Cell tower records also show that Kohberger’s phone left Kohberger’s Pullman residence at 9 a.m. the day of the killings. Further data shows the phone was then in the vicinity of the King Road home between 9:12 a.m. and 9:21 a.m., according to court records.
The phone was recorded back in the area of the Kohberger residence at 9:32 a.m. that day.
That 9 a.m. time frame is about five hours after the killings and about three hours before roommates called friends to come to the house because they were worried about their friends. It wasn’t until about noon that police were called to the home to check on a person inside the home described as unconscious.
In the weeks and months before the killings, cell tower data recorded that Kohberger made at least a dozen trips near the King Road residence since his cellphone account was opened in June, according to court records.
All of the trips were late in the evening or early morning except for one, the affidavit said.
On one occasion on Aug. 21, Kohberger was stopped by a Latah County Sheriff’s Office deputy between 10:34 p.m. and 11:35 p.m.
At WSU, Kohberger applied for an internship with the Pullman Police Department in the fall and wrote that he wanted to help rural police departments “better collect and analyze technological data,” according to court documents. He earned undergraduate degrees in psychology and cloud-based forensics at DeSales University in Pennsylvania and posted a Reddit survey asking for participants to provide information to “understand how emotions and psychological traits can influence decision making when committing a crime,” according to court records.
Jason LaBar, chief public defender of Monroe County and Kohberger’s attorney, told NBC’s “Today Show” that his client believes he will be exonerated.

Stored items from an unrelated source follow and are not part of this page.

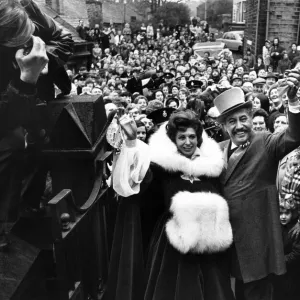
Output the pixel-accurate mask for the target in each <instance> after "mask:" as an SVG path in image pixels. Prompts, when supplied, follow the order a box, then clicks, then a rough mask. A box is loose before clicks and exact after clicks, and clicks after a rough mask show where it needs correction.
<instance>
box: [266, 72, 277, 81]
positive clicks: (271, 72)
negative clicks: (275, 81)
mask: <svg viewBox="0 0 300 300" xmlns="http://www.w3.org/2000/svg"><path fill="white" fill-rule="evenodd" d="M266 78H275V79H276V80H277V79H278V78H277V76H276V74H275V73H272V72H269V73H268V74H267V76H266Z"/></svg>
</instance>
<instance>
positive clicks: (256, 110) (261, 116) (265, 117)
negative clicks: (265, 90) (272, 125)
mask: <svg viewBox="0 0 300 300" xmlns="http://www.w3.org/2000/svg"><path fill="white" fill-rule="evenodd" d="M255 117H263V118H264V120H265V124H266V128H267V129H269V126H268V125H269V123H268V121H269V115H268V113H267V112H266V111H265V110H264V109H262V108H259V109H256V110H255V111H254V112H253V119H254V118H255Z"/></svg>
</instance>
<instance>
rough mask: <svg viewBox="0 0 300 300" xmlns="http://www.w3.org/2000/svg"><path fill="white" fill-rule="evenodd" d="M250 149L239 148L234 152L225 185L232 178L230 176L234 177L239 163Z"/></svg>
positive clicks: (226, 172) (228, 159)
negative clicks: (249, 149)
mask: <svg viewBox="0 0 300 300" xmlns="http://www.w3.org/2000/svg"><path fill="white" fill-rule="evenodd" d="M248 148H249V146H248V147H245V148H242V147H239V148H238V149H237V150H236V151H235V152H233V154H232V155H231V157H230V158H229V159H228V162H227V170H226V173H225V179H224V181H225V182H224V183H225V184H226V182H227V181H228V179H229V178H230V176H231V175H232V173H233V171H234V170H235V168H236V167H237V165H238V164H239V162H240V161H241V159H242V158H243V157H244V155H245V153H246V152H247V149H248ZM233 157H234V159H233Z"/></svg>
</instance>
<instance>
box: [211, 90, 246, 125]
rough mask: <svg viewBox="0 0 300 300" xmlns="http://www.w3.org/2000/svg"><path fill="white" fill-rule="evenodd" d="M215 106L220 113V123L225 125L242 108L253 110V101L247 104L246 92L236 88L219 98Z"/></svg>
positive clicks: (228, 90) (222, 94) (214, 103)
mask: <svg viewBox="0 0 300 300" xmlns="http://www.w3.org/2000/svg"><path fill="white" fill-rule="evenodd" d="M214 104H215V106H216V107H217V109H218V111H219V113H220V116H219V117H218V122H220V123H223V122H224V121H225V120H226V118H227V117H228V116H229V115H230V114H232V113H234V112H236V111H238V110H240V109H242V108H252V101H251V100H249V101H246V102H245V95H244V92H243V91H242V89H240V88H238V87H234V88H232V89H230V90H227V91H225V92H223V93H222V94H220V95H219V96H217V97H216V99H215V100H214Z"/></svg>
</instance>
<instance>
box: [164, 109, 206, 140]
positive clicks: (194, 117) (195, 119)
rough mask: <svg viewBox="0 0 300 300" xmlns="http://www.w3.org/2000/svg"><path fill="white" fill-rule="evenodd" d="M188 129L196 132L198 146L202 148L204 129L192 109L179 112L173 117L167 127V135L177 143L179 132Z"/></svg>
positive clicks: (167, 125)
mask: <svg viewBox="0 0 300 300" xmlns="http://www.w3.org/2000/svg"><path fill="white" fill-rule="evenodd" d="M188 128H193V129H194V130H195V132H196V135H197V139H198V146H200V145H201V143H202V132H203V127H202V124H201V122H200V119H199V117H198V116H197V114H196V113H194V112H193V111H192V110H190V109H187V110H184V111H178V112H175V113H173V114H172V115H171V117H170V119H169V122H168V124H167V127H166V129H167V135H168V137H169V138H170V139H171V140H172V141H173V142H174V143H175V140H176V134H177V132H178V131H186V130H187V129H188Z"/></svg>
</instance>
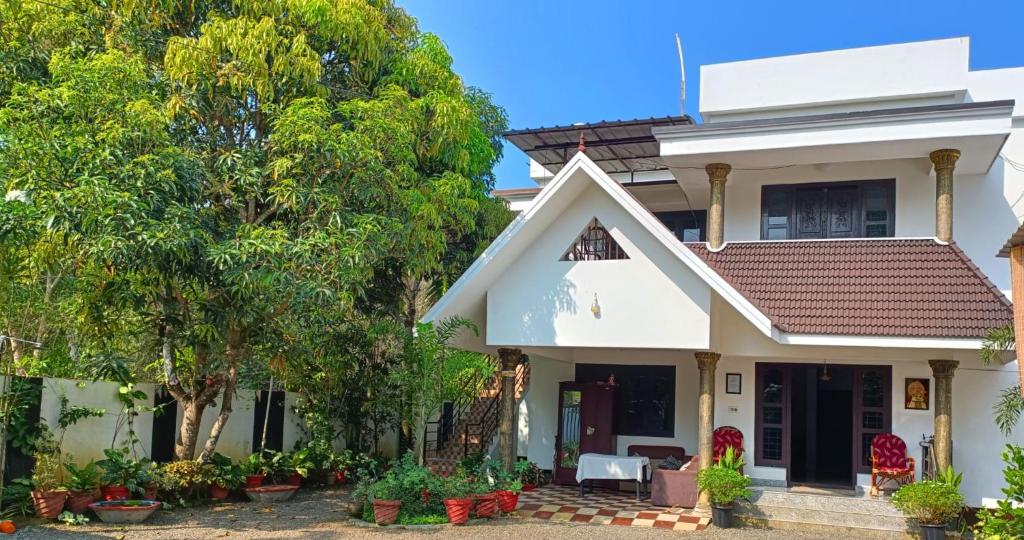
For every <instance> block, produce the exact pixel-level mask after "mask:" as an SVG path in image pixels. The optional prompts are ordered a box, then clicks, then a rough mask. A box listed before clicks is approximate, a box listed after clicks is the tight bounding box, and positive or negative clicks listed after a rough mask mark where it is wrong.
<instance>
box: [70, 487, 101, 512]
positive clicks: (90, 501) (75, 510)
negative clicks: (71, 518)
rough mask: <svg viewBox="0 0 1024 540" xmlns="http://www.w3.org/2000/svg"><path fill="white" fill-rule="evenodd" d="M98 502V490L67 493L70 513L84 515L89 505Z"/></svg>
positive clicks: (98, 494) (74, 491) (83, 490)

On Thursday, Marshall appointed Anne Taylor, chief public defender of Kootenai County, to represent Kohberger.
Police have remained tight-lipped about details of the fatal stabbings. The autopsy results have not yet been made available to the public.
Latah County Magistrate Judge Megan Marshall issued a gag order Tuesday that prohibits police and attorneys from providing information on the case.

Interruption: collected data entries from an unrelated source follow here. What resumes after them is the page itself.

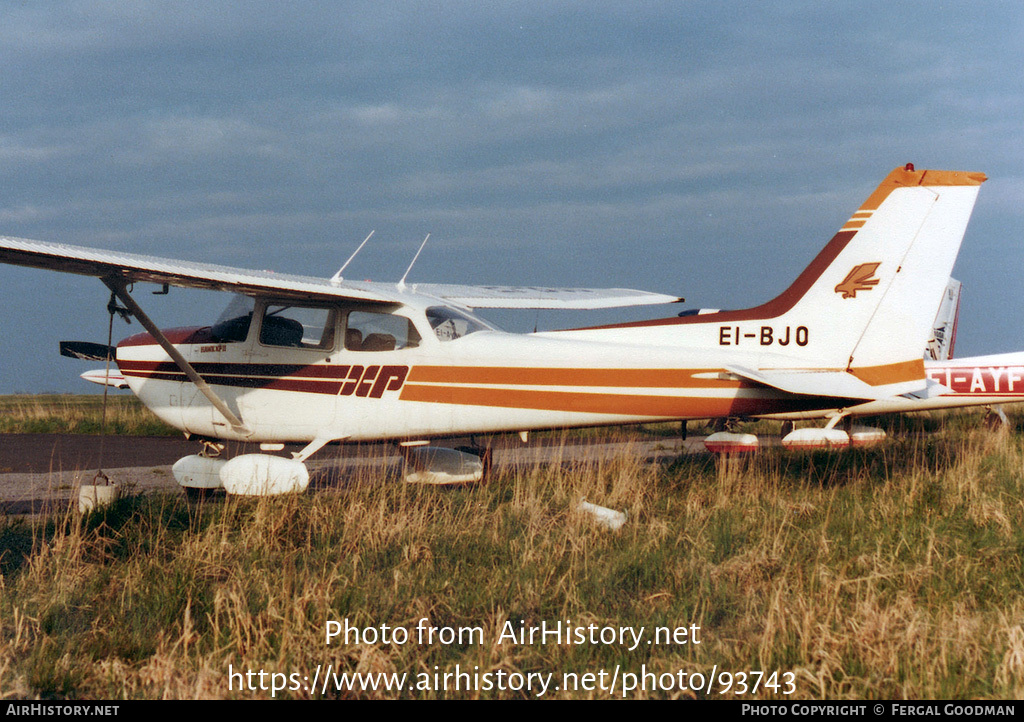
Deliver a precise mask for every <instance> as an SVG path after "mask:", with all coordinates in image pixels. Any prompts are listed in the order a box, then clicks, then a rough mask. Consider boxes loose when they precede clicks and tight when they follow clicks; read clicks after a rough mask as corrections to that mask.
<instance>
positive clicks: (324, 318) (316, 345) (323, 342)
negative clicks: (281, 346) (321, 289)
mask: <svg viewBox="0 0 1024 722" xmlns="http://www.w3.org/2000/svg"><path fill="white" fill-rule="evenodd" d="M259 341H260V343H262V344H264V345H266V346H290V347H293V348H322V349H328V348H333V347H334V309H332V308H328V307H322V306H290V305H285V304H280V303H270V304H267V306H266V308H265V309H264V311H263V321H262V324H261V325H260V330H259Z"/></svg>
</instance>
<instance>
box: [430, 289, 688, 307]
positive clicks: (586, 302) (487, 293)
mask: <svg viewBox="0 0 1024 722" xmlns="http://www.w3.org/2000/svg"><path fill="white" fill-rule="evenodd" d="M413 289H414V290H415V291H416V292H417V293H423V294H426V295H428V296H435V297H437V298H441V299H444V300H446V301H452V302H453V303H458V304H461V305H464V306H469V307H470V308H565V309H579V310H585V309H593V308H618V307H624V306H642V305H649V304H655V303H678V302H680V301H682V300H683V299H682V298H680V297H679V296H670V295H667V294H663V293H649V292H647V291H634V290H633V289H583V288H549V287H544V286H459V285H450V284H416V285H415V286H413Z"/></svg>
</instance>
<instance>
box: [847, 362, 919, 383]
mask: <svg viewBox="0 0 1024 722" xmlns="http://www.w3.org/2000/svg"><path fill="white" fill-rule="evenodd" d="M850 373H851V374H853V375H854V376H856V377H857V378H858V379H860V380H861V381H863V382H864V383H866V384H870V385H871V386H884V385H885V384H895V383H899V382H900V381H916V380H918V379H924V378H925V362H924V359H922V358H915V359H913V360H909V362H902V363H899V364H886V365H884V366H862V367H860V368H859V369H850Z"/></svg>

Taylor asked Marshall to set a bond for her client. She said Kohberger has a “family that stands behind him.”
Latah County Prosecutor Bill Thompson, who sat next to Latah County senior deputy prosecutor Ashley Jennings Thursday, said Kohberger is not entitled to a bond because of the penalties he faces if convicted and the fact he was arrested on the other side of the country.
The judge ordered Kohberger remain jailed without bond, and directed him not to contact the victims’ families or the two surviving roommates.
Spokesman-Review reporter Quinn Welsch contributed to this story.